Corriere del Veneto (Treviso e Belluno)
Non versò i contributi, ora potrebbe pagarli lo Stato
VICENZA Gli ex dipendenti dell’azienda di Bruno Penzo possono stare tranquilli: qualcuno verserà i 676mila euro di contributi Inps e Inail che mancano all’appello. Su chi graverà questa spesa, però, resta da vedere, come non è escluso che, alla fine, a dover aprire i cordoni della borsa dovrà essere lo Stato.
La vicenda è nota. Un imprenditore di Chioggia, Bruno Penzo, a causa della crisi si è trovato a un bivio: pagare dipendenti e fornitori oppure versare i contributi previdenziali. Ha scelto di far sopravvivere l’azienda con il risultato che Inps e Inail si sono ben presto fatte sentire, pretendendo i versamenti dovuti tra il 2002 e il 2008. E, visto che il saldo non arrivava, alla fine i due istituti hanno incaricato Equitalia di riscuotere il dovuto: 676.487,57 euro. Penzo, assistito dall’avvocato Francesco Carraro e dall’associazione per la tutela del consumatore «Aua», si è quindi rivolto al tribunale di Venezia lamentando una serie di presunte irregolarità. Al giudice è però bastato analizzare la prima contestazione per decidere: le cartelle vanno annullate, in quanto Equitalia avrebbe agito senza un valido titolo esecutivo.

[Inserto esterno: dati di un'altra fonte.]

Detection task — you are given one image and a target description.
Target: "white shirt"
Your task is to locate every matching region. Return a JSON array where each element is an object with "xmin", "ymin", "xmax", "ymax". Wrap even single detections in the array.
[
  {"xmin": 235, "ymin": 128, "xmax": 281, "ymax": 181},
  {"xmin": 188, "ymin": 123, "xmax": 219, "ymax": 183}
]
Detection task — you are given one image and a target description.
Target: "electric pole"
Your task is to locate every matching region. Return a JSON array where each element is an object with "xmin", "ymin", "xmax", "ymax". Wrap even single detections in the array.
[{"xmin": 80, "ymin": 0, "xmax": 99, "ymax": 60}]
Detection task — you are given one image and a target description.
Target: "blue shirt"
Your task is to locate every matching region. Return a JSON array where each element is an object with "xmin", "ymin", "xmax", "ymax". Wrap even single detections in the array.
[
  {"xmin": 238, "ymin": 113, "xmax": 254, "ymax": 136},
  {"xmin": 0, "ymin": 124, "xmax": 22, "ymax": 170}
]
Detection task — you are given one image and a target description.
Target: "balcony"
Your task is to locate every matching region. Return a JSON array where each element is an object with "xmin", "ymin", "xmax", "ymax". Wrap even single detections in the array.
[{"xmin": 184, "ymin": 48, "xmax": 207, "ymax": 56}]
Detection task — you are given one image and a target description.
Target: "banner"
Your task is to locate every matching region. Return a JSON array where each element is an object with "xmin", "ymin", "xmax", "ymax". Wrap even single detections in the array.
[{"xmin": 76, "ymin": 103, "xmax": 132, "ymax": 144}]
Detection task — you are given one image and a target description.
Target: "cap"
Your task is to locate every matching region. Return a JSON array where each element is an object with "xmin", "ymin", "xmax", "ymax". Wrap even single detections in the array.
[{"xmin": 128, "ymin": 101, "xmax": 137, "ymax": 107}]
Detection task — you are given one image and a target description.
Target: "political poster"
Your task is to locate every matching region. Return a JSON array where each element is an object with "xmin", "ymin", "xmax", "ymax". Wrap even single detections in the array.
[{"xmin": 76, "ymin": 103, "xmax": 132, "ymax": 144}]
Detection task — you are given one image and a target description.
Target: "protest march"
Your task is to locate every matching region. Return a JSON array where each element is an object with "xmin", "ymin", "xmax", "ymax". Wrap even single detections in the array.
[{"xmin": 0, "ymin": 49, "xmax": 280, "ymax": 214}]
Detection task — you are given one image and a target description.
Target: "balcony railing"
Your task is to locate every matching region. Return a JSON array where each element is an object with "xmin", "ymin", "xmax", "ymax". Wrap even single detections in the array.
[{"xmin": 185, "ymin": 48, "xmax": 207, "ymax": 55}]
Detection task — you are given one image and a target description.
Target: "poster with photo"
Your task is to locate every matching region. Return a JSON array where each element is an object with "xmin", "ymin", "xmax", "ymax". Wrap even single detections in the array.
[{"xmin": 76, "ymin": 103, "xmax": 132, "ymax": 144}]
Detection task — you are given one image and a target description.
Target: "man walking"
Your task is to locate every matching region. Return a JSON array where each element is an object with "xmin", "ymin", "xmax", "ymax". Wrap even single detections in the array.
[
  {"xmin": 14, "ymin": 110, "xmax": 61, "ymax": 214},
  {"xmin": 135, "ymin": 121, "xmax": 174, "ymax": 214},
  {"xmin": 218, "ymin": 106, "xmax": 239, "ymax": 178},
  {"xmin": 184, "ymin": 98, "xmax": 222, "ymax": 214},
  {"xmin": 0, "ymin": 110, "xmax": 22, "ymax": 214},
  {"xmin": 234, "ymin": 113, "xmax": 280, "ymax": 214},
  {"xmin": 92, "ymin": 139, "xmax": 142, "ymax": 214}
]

L’associazione canta vittoria, sostenendo che la sentenza potrebbe provocare, a cascata, l’annullamento di migliaia di altre cartelle. Ma in realtà il caso potrebbe essere più raro di quanto si pensi. Nella sua citazione, l’avvocato Carraro chiedeva che venisse presentato «il ruolo», cioè il documento che Inps e Inail devono compilare ogni qual volta si proceda alla riscossione di un credito. Non è altro che un foglio con su scritte le generalità del debitore, il suo codice fiscale e la somma dovuta. In calce, la firma del dirigente. Tra i documenti presentati in tribunale, però, nessuna delle parti ha pensato di inserire il ruolo, con il risultato che il giudice ha agito come se questo non fosse mai stato preparato, né dagli uffici dell’Inps né da quelli dell’Inail. Da qui la sentenza che ha «graziato» l’imprenditore.
La mancanza può avere due spiegazioni. La prima è che quel documento effettivamente non esista, magari perché qualcuno l’ha smarrito o perché i dirigenti incaricati, per inettitudine, non l’hanno mai stampato. La seconda ipotesi, la più banale, è che semplicemente nessuno abbia ritenuto necessario consegnarne una copia al giudice.
È ciò che sta verificando in queste ore Equitalia. «Valuteremo se presentare ricorso», è l’unica risposta ufficiale alla sentenza. In realtà, di norma l’agenzia di riscossione agisce solo dopo aver ricevuto copia del ruolo, il che lascia pensare che il documento in questione effettivamente esista e in questo caso gli avvocati potrebbero ribaltare la sentenza in secondo grado. Se ci riusciranno toccherà all’imprenditore chioggiotto versare quei 676mila euro. L’alternativa, la spiega l’avvocato Carraro: «Fermo restando che nessuno ha mai dimostrato che il mio cliente non ha effettivamente versato i contributi, se la sentenza diventerà definitiva, come ci auguriamo, allora saranno Inps e Inail a dover ripianare il “buco” contributivo, visto che è stato a causa della loro condotta che Equitalia non ha potuto effettuare la riscossione. In pratica, visto che si tratta di enti pubblici, pagherà lo Stato il quale, però, potrà rivalersi sugli eventuali responsabili attraverso la Corte dei Conti».